Dalam hubungan hukum ini, sering kali antara hak dan kewajiban masyarakat satu dengan yang lainnya berbeda. Adanya hak dan kewajiban tersebut dapat dikatakan sebagai subyek hukum. Lebih jauh lagi subjek hukum menurut pakar hukum Fakultas Hukum Universitas Jember Utrecht adalah pendukung hak. Yaitu manusia atau badan yang menurut hukum mempunyai kekuatan untuk menjadi pendukung hak.

Selanjutnya menurut pakar hukum perdata dari UGM Sudikno Mertokusumo, subjek hukum adalah segala sesuatu yang dapat memperoleh hak dan kewajiban dari hukum. Pendapat yang sama dikemukakan pula oleh Subekti mantan ketua MA 1968-1974 yang menyatakan bahwa, subjek hukum adalah pembawa hak yaitu rakyat.

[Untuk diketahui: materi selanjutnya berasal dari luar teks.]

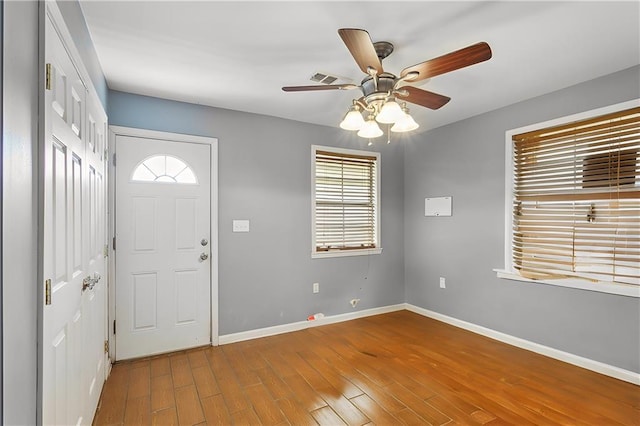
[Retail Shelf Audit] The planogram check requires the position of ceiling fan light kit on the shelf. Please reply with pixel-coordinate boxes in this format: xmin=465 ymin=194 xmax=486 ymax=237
xmin=282 ymin=28 xmax=492 ymax=144
xmin=358 ymin=114 xmax=383 ymax=139
xmin=340 ymin=102 xmax=364 ymax=130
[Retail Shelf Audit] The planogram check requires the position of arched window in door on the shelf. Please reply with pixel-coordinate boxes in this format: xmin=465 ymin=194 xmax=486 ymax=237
xmin=131 ymin=155 xmax=198 ymax=185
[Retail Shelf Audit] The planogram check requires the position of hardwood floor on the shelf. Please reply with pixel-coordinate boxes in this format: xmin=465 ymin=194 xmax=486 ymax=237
xmin=94 ymin=311 xmax=640 ymax=425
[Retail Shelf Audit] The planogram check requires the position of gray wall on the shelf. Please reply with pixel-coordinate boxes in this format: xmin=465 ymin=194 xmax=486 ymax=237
xmin=404 ymin=67 xmax=640 ymax=372
xmin=2 ymin=1 xmax=39 ymax=425
xmin=109 ymin=91 xmax=405 ymax=335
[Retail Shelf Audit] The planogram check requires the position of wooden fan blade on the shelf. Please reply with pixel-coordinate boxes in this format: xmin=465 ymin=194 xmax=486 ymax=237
xmin=396 ymin=86 xmax=451 ymax=109
xmin=282 ymin=84 xmax=359 ymax=92
xmin=338 ymin=28 xmax=384 ymax=75
xmin=400 ymin=42 xmax=491 ymax=81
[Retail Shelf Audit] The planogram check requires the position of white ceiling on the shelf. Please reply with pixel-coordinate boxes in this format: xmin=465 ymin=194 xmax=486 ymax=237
xmin=80 ymin=0 xmax=640 ymax=131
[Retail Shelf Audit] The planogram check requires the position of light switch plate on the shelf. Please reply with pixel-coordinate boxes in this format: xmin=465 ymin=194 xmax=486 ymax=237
xmin=233 ymin=220 xmax=249 ymax=232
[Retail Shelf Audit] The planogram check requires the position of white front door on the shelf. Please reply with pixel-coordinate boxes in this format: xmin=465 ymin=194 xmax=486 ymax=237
xmin=115 ymin=135 xmax=212 ymax=360
xmin=42 ymin=11 xmax=107 ymax=425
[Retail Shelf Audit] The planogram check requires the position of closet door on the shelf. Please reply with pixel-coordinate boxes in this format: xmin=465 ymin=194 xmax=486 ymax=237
xmin=42 ymin=11 xmax=106 ymax=425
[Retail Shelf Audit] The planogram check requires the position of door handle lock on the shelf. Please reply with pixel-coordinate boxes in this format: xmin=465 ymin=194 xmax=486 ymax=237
xmin=82 ymin=272 xmax=102 ymax=292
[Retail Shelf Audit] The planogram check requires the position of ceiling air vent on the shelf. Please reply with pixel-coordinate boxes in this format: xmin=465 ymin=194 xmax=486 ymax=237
xmin=311 ymin=72 xmax=338 ymax=84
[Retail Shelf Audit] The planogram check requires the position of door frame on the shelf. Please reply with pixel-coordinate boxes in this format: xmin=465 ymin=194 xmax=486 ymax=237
xmin=107 ymin=125 xmax=219 ymax=360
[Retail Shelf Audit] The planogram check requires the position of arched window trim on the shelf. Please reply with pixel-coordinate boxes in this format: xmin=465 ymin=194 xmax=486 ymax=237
xmin=130 ymin=154 xmax=198 ymax=185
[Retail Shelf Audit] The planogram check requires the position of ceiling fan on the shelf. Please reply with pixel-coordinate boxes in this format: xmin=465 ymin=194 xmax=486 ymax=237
xmin=282 ymin=28 xmax=491 ymax=137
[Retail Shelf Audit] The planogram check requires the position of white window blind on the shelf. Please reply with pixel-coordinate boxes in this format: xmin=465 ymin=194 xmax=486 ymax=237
xmin=314 ymin=149 xmax=379 ymax=253
xmin=512 ymin=107 xmax=640 ymax=285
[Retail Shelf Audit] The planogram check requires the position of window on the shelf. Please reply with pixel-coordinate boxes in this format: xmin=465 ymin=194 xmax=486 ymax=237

Namun sisi idealis dari pelaksanaan hukum semakin terpotong dewasa ini. Salah satunya dalam proses pembentukan hukum utamanya dalam lingkup daerah kabupaten/kota, masyarakat sebagai subyek hukum terlewatkan peranannya. Sementara, secara leterlijk posisi masyarakat sebagai subyek hukum memiliki tempat yang mutlak. Artinya, masyarakat sebagai pembentuk dan pelaksana dari produk hukum tersebut dalam hal ini adalah Peraturan Daerah.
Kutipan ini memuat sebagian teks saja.